The opening of the Meyer and Renee Luskin Conference Center came with a proclamation from Chancellor Gene Block: The center would “serve our Bruin Community with distinction.” Nine months and $3.7 million in losses later, the promised benefits for students are almost nonexistent.

This is the center’s first year in operation, so the monetary losses aren’t surprising. But they are troubling, especially considering the occupancy numbers for the past fiscal year revealed that barely any of the bookings for rooms came from students.

If UCLA really wants to serve the entire Bruin community, it should implement a hotel management program at the undergraduate or graduate level that would use Luskin’s existing facilities to provide a formal academic program for students interested in hospitality or hotel services as a career.

Students would get hands-on experience learning to run a multimillion-dollar facility that hosts marquee events and accommodates hundreds of guests daily. Furthermore, UCLA’s location in a city with a bustling tourism industry would allow many students to take their skills into lucrative job opportunities.

Hotel management courses are not common at the undergraduate level, but they do exist in several prestigious universities across the nation, providing practical skills for students interested in careers in real estate, entrepreneurship and customer service.

For example, Cornell University provides undergraduate and graduate programs in hotel administration, giving students specialized business skills in hospitality management. A full-scale hotel in the center of the Ithaca, New York, campus serves as a training ground for hundreds of students from Cornell’s School of Hotel Administration.

Granted, UCLA did not borrow $112 million and build the conference center simply to train students in hotel management. Its primary purpose, of course, is to host conferences and provide lodgings for guests.

However, the university has an obligation to ensure that its facilities and investments directly benefit students in multifaceted ways. Thus far, with only 40 percent of Luskin’s conferences being UCLA-related, the center largely fails in that regard.

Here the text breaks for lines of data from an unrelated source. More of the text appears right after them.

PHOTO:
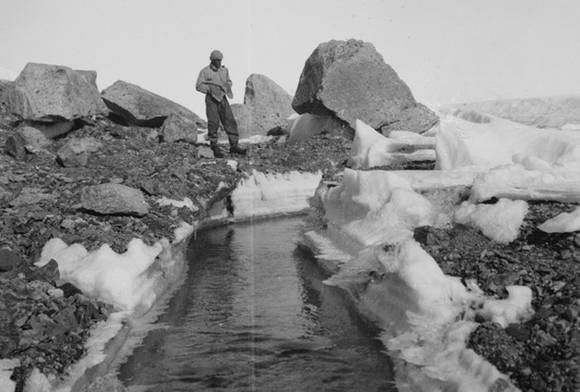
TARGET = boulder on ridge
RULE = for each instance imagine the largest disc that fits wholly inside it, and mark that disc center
(114, 199)
(350, 79)
(268, 106)
(138, 106)
(44, 92)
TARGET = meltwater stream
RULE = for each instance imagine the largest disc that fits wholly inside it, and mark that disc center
(253, 315)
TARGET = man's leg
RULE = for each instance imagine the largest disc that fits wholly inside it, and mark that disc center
(213, 123)
(230, 126)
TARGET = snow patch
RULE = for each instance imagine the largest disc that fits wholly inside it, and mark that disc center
(426, 315)
(517, 182)
(462, 143)
(263, 194)
(186, 202)
(371, 149)
(500, 222)
(118, 279)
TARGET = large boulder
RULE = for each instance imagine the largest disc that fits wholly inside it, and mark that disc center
(267, 106)
(349, 79)
(45, 92)
(141, 107)
(418, 118)
(114, 199)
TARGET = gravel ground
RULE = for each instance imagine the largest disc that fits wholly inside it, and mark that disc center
(542, 354)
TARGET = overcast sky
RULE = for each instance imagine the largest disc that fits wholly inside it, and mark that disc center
(445, 50)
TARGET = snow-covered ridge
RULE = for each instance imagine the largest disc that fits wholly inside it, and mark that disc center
(546, 112)
(366, 238)
(426, 315)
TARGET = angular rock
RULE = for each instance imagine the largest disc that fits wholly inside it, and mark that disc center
(52, 129)
(75, 153)
(266, 106)
(350, 79)
(175, 129)
(15, 146)
(138, 106)
(114, 199)
(415, 119)
(243, 115)
(9, 260)
(44, 92)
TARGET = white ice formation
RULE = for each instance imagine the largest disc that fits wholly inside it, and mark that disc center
(371, 149)
(426, 315)
(367, 242)
(500, 221)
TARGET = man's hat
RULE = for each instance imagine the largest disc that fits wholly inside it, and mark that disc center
(216, 55)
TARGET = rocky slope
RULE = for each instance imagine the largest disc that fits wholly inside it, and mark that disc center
(43, 323)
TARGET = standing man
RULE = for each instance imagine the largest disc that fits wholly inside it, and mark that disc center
(214, 81)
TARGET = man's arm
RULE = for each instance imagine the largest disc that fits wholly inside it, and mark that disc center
(229, 83)
(200, 85)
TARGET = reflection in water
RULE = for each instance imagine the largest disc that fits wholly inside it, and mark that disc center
(253, 315)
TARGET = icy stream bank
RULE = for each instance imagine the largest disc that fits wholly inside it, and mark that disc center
(364, 234)
(137, 281)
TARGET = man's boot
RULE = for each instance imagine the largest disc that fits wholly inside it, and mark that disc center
(236, 149)
(217, 152)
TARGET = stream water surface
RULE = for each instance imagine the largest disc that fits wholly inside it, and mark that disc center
(254, 315)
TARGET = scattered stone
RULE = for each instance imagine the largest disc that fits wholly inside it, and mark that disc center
(5, 195)
(114, 199)
(415, 119)
(15, 146)
(45, 92)
(52, 129)
(75, 153)
(9, 260)
(175, 129)
(350, 79)
(137, 106)
(31, 195)
(69, 289)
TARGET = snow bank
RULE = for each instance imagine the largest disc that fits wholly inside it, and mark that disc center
(545, 112)
(371, 149)
(516, 182)
(563, 223)
(118, 279)
(463, 143)
(264, 194)
(132, 281)
(501, 221)
(186, 202)
(6, 368)
(426, 315)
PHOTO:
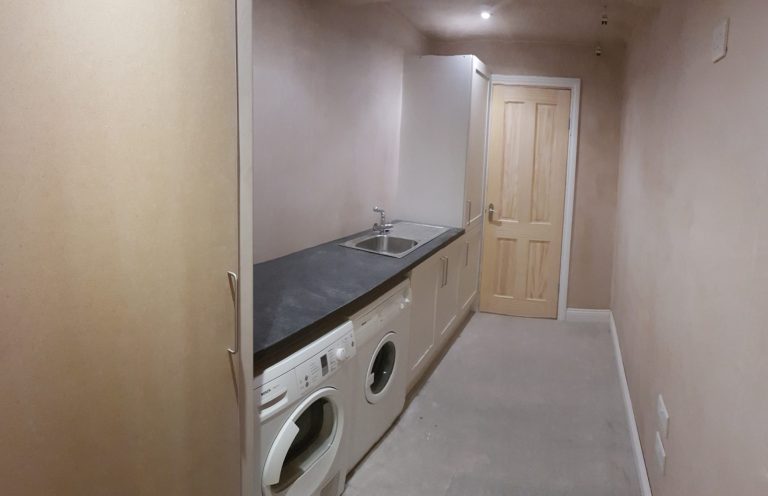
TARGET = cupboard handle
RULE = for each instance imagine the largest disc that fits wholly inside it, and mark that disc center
(466, 258)
(444, 281)
(469, 211)
(234, 288)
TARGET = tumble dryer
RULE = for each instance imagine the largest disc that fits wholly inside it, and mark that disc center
(382, 334)
(304, 408)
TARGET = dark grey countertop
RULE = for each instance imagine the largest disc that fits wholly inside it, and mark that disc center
(299, 297)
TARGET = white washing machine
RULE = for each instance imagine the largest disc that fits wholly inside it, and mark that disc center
(382, 335)
(304, 407)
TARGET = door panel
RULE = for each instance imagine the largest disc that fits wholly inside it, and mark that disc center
(118, 202)
(527, 158)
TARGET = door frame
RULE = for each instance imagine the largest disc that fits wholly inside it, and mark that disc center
(573, 84)
(248, 428)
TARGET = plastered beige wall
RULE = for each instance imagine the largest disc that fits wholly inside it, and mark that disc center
(597, 166)
(691, 266)
(327, 100)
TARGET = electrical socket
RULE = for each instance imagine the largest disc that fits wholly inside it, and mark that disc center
(661, 454)
(662, 417)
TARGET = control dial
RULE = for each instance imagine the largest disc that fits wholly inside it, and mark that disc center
(341, 354)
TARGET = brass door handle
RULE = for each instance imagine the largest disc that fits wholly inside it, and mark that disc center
(234, 288)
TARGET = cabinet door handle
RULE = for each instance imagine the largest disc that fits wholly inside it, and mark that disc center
(469, 211)
(466, 258)
(444, 281)
(234, 288)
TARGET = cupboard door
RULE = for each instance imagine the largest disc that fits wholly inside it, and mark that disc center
(450, 259)
(118, 197)
(470, 270)
(473, 183)
(424, 281)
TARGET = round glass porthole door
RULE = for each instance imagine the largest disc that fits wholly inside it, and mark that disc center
(305, 448)
(382, 369)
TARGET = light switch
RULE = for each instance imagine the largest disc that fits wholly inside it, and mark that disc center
(720, 40)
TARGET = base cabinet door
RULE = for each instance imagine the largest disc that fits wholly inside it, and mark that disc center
(424, 281)
(470, 270)
(446, 310)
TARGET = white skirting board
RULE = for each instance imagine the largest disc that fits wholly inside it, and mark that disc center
(642, 473)
(587, 315)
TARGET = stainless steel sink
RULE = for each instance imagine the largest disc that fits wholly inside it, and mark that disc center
(386, 244)
(403, 238)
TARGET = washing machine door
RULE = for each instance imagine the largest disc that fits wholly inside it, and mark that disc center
(302, 454)
(382, 368)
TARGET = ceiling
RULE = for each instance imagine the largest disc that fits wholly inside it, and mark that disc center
(564, 21)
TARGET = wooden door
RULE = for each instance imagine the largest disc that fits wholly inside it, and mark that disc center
(527, 156)
(119, 209)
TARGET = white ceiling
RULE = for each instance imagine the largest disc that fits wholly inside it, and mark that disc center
(569, 21)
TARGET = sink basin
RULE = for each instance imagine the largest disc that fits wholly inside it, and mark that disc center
(386, 244)
(403, 238)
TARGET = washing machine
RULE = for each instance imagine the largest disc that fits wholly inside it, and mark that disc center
(304, 407)
(382, 335)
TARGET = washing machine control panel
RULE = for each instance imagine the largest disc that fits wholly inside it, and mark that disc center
(321, 366)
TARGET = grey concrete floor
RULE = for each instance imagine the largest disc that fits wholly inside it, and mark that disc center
(517, 407)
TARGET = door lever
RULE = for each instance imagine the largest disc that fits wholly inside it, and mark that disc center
(234, 288)
(491, 211)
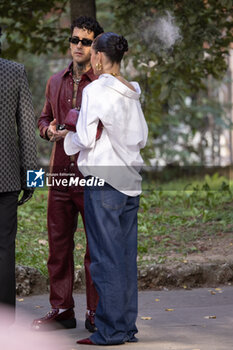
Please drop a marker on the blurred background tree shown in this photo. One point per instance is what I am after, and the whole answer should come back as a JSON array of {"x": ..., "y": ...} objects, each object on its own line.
[{"x": 180, "y": 83}]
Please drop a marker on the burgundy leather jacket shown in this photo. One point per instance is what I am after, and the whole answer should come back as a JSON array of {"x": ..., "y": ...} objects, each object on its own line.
[{"x": 59, "y": 92}]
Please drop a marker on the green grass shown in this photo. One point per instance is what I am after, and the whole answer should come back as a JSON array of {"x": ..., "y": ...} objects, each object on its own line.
[{"x": 170, "y": 222}]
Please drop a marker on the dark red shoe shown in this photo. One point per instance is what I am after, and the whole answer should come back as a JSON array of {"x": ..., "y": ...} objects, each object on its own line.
[
  {"x": 90, "y": 321},
  {"x": 53, "y": 319},
  {"x": 86, "y": 341}
]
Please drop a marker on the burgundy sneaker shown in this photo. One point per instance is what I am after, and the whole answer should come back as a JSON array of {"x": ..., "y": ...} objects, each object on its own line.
[
  {"x": 53, "y": 319},
  {"x": 90, "y": 321}
]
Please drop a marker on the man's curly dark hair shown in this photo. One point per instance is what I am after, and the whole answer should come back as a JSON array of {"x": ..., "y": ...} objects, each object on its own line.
[{"x": 89, "y": 23}]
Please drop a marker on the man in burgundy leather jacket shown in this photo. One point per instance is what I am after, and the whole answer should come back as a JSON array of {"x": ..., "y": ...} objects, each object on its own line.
[{"x": 64, "y": 92}]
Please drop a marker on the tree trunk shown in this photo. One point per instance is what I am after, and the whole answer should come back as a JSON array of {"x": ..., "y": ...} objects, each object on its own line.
[{"x": 82, "y": 8}]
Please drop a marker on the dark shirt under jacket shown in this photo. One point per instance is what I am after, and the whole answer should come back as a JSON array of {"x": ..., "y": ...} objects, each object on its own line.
[{"x": 59, "y": 95}]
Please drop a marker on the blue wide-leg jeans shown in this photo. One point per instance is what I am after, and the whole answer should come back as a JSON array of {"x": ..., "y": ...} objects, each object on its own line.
[{"x": 111, "y": 225}]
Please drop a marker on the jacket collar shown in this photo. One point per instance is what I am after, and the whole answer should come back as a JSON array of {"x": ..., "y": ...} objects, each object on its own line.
[{"x": 87, "y": 75}]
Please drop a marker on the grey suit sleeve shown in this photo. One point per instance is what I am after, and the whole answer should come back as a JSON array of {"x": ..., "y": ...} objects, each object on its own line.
[{"x": 26, "y": 130}]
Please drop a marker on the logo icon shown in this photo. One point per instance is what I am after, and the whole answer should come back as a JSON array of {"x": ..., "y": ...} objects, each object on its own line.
[{"x": 35, "y": 178}]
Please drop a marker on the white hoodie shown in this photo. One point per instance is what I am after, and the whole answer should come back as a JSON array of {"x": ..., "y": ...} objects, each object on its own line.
[{"x": 115, "y": 157}]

In order to make this hotel management program a reality, the conference center could partner with existing departments and schools, like the Anderson School of Management and School of Law, to create an interdisciplinary curriculum. The program could imitate other interdisciplinary majors on campus like the entrepreneurship minor, giving students interested in property management a chance to explore those pursuits.

In addition, given its current financial losses, a hotel management program could help make up for the center’s financial difficulties by making UCLA stand out with its program offerings and helping improve its rankings, thus incentivizing more people to book rooms and events there.

The Luskin Conference Center has so far had a mixed record on its ability to attract customers. Therefore, by adding an academic purpose to its mission and providing courses in hotel management, the center could more closely align itself with what an elite public university is meant to do: Educate students.